June 18, 2013 by bdetienne
I still remember it as if it were yesterday. It was 2007 and I was in the midst of replying to an email at work when I got a breaking news email. It said, “David Beckham signs with Los Angeles Galaxy.” I immediately logged onto ESPN.com where they confirmed that the English soccer star had signed a five-year, $250 million deal to play in the MLS. I was shocked. Not only was the MLS considered a third or fourth-level tier league in the eyes of most soccer fans worldwide, the salary seemed outrageous considering the salary cap for each team in the league was only $2 million. (MLS has enacted a “designated player” rule that allowed MLS teams to sign an international player for a higher salary that did not count against the salary cap, but still, $50 million a year?) But there was Beckham a few days later, holding up his new LA Galaxy jersey at a press conference in Los Angeles and telling reporters that he was there to increase the awareness of and rise the league to a higher level.
I have always been a huge soccer fan; despite that, it was tough to watch MLS games in 2007. The few games I watched on ESPN were far removed from the Premier League matches that aired in America. It seemed like players kept kicking the ball from one side of the pitch to another without any direction to the pass. Soccer has a reputation for being boring among Americans who are used to faster-paced sports, but unfortunately, the product on the field in MLS stadiums was not helping allies of soccer argue against that perception. Could one man use his fame and talent to take an entire league on the back of his shoulders and elevate it to a place where it could be more respected worldwide? Grant Wahl decided to answer this question in his book The Beckham Experiment.
Wahl’s book chronicles the day-to-day experiences of the first three seasons that David Beckham suited up for the Galaxy from the perspective of Beckham; other players (particularly Landon Donovan); Alexi Lalas, the GM at the time Beckham was signed; Tim Lewicke, the point man representing the Galaxy’s ownership group, Anschutz Entertainment Group; and Simon Fuller, Beckham’s manager/agent and CEO of 19 Entertainment. The result is a book with a remarkable insight into the world of sports and entertainment. Beckham signing with LA was so much more than an athlete signing a contract; it also involved a strategic partnership with AEG (the second largest concert promotion firm in the world and owner of multiple arenas) and 19 Entertainment (who represents several musical artists, including the Spice Girls).
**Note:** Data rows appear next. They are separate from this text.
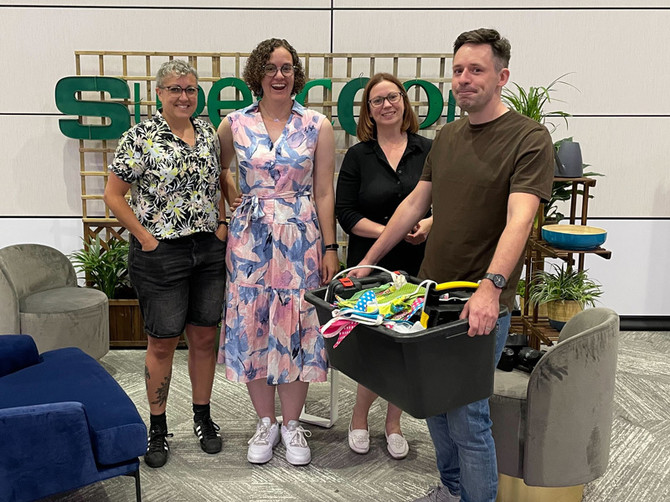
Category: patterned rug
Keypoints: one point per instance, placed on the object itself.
(639, 467)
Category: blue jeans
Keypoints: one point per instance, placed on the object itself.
(466, 456)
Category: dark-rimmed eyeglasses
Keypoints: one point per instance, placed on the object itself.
(271, 70)
(391, 97)
(176, 90)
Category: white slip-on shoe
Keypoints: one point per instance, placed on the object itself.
(359, 440)
(261, 443)
(397, 445)
(297, 449)
(439, 494)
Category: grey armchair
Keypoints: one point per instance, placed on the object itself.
(39, 296)
(552, 427)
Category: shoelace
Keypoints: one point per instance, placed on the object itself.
(433, 494)
(396, 442)
(298, 438)
(261, 436)
(208, 429)
(157, 440)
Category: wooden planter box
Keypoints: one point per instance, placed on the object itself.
(126, 326)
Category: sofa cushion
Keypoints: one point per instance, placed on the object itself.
(117, 431)
(18, 352)
(58, 300)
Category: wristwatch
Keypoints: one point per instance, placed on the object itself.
(498, 280)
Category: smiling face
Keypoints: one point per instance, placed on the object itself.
(475, 81)
(278, 86)
(178, 108)
(388, 114)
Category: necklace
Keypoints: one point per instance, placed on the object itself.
(267, 116)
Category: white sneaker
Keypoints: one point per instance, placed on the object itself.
(439, 494)
(397, 445)
(359, 440)
(261, 444)
(297, 449)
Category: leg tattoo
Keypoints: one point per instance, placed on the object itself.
(162, 392)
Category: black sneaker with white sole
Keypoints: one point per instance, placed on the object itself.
(208, 434)
(157, 447)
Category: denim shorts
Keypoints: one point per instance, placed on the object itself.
(180, 282)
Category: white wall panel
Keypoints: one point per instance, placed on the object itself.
(494, 4)
(186, 4)
(42, 42)
(39, 169)
(635, 278)
(605, 65)
(614, 54)
(634, 155)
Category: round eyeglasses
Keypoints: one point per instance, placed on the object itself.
(391, 97)
(271, 70)
(176, 90)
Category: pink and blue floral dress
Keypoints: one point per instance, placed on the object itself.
(274, 254)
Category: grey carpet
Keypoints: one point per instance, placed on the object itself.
(639, 459)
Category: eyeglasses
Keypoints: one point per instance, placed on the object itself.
(391, 97)
(271, 70)
(176, 90)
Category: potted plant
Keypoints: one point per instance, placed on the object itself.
(106, 268)
(565, 291)
(533, 103)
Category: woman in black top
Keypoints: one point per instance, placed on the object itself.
(376, 175)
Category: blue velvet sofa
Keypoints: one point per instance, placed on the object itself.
(64, 422)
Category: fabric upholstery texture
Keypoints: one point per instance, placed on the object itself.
(89, 429)
(39, 296)
(557, 432)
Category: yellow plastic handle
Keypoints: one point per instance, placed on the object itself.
(456, 285)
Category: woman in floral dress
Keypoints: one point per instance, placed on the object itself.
(281, 242)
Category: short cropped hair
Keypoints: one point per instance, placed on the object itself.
(502, 49)
(174, 68)
(254, 69)
(367, 129)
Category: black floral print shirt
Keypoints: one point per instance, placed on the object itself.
(175, 187)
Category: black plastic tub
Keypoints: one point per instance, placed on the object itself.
(424, 373)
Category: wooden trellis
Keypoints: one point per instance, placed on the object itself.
(138, 68)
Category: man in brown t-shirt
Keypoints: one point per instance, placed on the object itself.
(484, 176)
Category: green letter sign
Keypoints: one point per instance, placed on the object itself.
(67, 87)
(345, 103)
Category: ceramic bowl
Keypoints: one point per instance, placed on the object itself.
(577, 237)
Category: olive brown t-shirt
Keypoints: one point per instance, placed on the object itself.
(473, 170)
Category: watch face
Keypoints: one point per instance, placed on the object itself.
(498, 280)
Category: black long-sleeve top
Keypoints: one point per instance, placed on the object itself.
(368, 187)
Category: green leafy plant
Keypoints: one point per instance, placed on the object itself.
(563, 284)
(531, 102)
(521, 287)
(106, 268)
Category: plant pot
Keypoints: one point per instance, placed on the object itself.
(569, 160)
(541, 309)
(561, 311)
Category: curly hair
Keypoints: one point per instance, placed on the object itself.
(174, 68)
(500, 46)
(367, 129)
(254, 69)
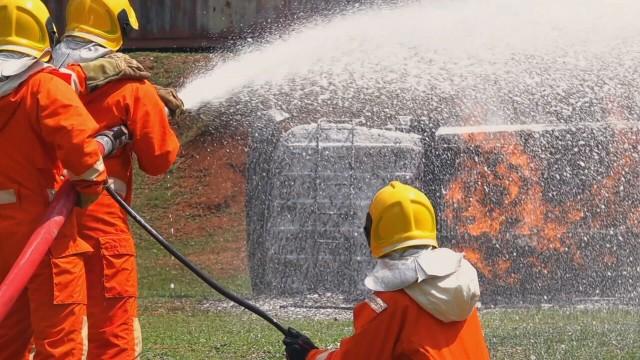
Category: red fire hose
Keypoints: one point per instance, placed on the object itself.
(36, 248)
(42, 238)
It also detailed how much power a celebrity and his/her handlers potentially have if given the ability to do so and the friction it can cause. In addition, the book introduced an interesting concept on sport versus celebrity. For an athletes like Beckham to be truly successful, a balance is required between what they do on the field and off. If one side starts outpacing the other, however, trouble will ensue and does in the book.
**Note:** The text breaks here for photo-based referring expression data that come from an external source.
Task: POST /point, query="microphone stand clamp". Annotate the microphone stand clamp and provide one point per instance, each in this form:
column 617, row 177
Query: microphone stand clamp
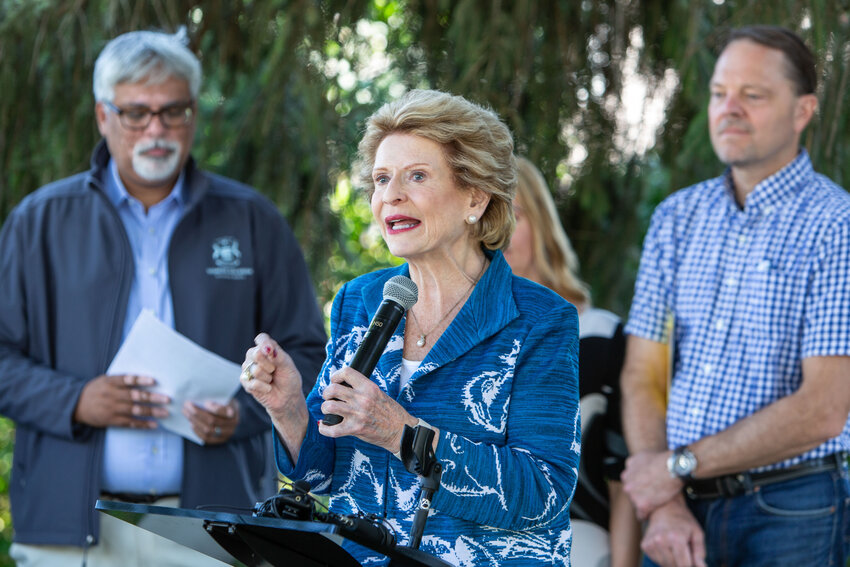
column 417, row 454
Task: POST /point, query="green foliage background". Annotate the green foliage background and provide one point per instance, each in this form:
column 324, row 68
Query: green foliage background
column 288, row 84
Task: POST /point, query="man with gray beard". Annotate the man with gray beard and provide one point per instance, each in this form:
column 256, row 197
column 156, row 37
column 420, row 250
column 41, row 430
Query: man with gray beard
column 80, row 259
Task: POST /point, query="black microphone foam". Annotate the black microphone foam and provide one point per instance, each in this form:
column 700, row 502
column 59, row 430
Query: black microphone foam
column 400, row 293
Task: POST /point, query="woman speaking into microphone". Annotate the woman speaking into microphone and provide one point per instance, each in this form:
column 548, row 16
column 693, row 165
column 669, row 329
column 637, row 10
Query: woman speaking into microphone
column 486, row 360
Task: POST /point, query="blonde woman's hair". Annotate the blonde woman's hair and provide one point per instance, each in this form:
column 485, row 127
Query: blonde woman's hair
column 477, row 145
column 554, row 258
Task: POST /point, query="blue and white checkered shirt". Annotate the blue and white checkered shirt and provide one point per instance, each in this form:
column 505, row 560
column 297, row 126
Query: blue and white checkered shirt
column 752, row 292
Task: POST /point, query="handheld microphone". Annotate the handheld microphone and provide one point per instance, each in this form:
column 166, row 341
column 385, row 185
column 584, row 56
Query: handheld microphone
column 400, row 293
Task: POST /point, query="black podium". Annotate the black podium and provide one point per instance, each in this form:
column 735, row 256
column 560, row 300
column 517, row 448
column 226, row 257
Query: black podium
column 259, row 541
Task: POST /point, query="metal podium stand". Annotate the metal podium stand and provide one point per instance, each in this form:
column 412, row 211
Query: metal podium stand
column 244, row 539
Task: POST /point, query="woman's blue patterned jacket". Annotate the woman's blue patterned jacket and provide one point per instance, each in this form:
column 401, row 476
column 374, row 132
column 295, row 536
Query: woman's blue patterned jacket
column 501, row 384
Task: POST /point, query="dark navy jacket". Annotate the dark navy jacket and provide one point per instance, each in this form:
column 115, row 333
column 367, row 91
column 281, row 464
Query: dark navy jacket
column 65, row 272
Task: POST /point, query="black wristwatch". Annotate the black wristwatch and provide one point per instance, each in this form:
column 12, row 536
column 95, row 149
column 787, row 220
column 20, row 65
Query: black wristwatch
column 682, row 463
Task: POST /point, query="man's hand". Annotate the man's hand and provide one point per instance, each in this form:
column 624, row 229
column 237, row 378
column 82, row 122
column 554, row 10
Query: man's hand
column 120, row 401
column 673, row 537
column 648, row 482
column 212, row 422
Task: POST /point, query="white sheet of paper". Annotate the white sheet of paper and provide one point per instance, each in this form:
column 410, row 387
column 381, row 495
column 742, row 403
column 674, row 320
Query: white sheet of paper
column 183, row 369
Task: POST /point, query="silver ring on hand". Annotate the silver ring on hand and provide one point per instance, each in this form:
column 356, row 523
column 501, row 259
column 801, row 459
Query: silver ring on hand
column 248, row 373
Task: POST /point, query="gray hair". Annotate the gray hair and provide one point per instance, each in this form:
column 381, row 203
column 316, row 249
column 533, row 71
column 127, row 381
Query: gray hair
column 148, row 56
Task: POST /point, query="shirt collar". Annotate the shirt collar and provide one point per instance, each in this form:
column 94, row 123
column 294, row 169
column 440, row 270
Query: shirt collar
column 776, row 189
column 118, row 195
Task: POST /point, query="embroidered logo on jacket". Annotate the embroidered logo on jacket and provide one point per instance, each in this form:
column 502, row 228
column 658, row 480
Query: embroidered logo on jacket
column 227, row 259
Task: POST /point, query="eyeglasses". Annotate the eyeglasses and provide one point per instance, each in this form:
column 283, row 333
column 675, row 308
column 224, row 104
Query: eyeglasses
column 174, row 115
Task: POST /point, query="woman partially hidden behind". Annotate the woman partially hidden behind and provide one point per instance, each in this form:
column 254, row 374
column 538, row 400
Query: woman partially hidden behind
column 485, row 359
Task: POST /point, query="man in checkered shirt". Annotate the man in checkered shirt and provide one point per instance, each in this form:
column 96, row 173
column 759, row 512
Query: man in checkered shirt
column 741, row 461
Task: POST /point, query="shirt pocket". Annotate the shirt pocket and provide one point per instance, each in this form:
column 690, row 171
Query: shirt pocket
column 774, row 298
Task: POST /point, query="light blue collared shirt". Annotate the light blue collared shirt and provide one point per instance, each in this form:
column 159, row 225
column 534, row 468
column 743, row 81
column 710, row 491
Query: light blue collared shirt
column 145, row 461
column 754, row 291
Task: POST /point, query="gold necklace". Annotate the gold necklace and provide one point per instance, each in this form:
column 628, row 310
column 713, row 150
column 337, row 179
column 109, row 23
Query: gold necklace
column 424, row 336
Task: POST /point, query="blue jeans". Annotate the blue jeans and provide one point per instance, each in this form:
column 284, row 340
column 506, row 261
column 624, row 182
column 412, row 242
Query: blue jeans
column 797, row 523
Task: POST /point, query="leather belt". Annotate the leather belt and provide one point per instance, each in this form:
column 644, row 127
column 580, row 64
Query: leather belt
column 134, row 498
column 732, row 485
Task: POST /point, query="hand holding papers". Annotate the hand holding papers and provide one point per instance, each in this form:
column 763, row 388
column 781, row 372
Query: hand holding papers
column 184, row 371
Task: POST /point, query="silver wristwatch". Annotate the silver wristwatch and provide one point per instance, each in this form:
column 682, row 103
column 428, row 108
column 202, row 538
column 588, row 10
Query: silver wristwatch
column 682, row 463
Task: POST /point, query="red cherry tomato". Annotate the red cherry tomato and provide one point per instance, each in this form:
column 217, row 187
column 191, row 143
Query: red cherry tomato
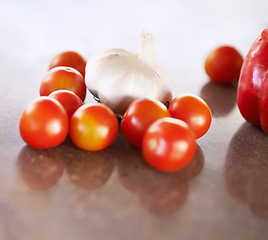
column 69, row 100
column 44, row 123
column 168, row 144
column 69, row 59
column 139, row 116
column 223, row 64
column 67, row 78
column 194, row 111
column 93, row 127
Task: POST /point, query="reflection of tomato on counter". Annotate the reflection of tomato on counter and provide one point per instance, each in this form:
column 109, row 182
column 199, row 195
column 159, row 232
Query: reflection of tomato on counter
column 161, row 193
column 40, row 169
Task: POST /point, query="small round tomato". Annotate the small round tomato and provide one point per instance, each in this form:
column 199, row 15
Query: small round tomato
column 223, row 64
column 93, row 127
column 194, row 111
column 69, row 100
column 168, row 144
column 69, row 59
column 44, row 123
column 67, row 78
column 139, row 116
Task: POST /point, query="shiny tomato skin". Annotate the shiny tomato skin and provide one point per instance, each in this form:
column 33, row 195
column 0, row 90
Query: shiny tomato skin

I thought the book was incredible. I am a big fan of Wahl’s from his articles in Sports Illustrated and when I heard of this book, desired to read it at some point. He gives a fair assessment of the situation from both Beckham’s and the Galaxy’s side of the story. My only wish is that he would scribe a new edition of the book that covered the last three Beckham seasons in LA (after an injury-riddled 2010, Beckham would help lead the Galaxy to consecutive championships in 2011 and 2012 before retiring). I would also like to see Wahl’s assessment on Beckham’s overall impact on the MLS during his tenure. The league has taken huge strides in improving its on-field product as quality of play has improved, most teams play in soccer-specific stadiums, and attendance and TV ratings have increased from 2007 to now. How much of that, though, can be attributed to David Beckham?
If you are a fan of Beckham, of soccer, or want to know more about the inner workings of the sports world, I recommend this book be added to your reading queue.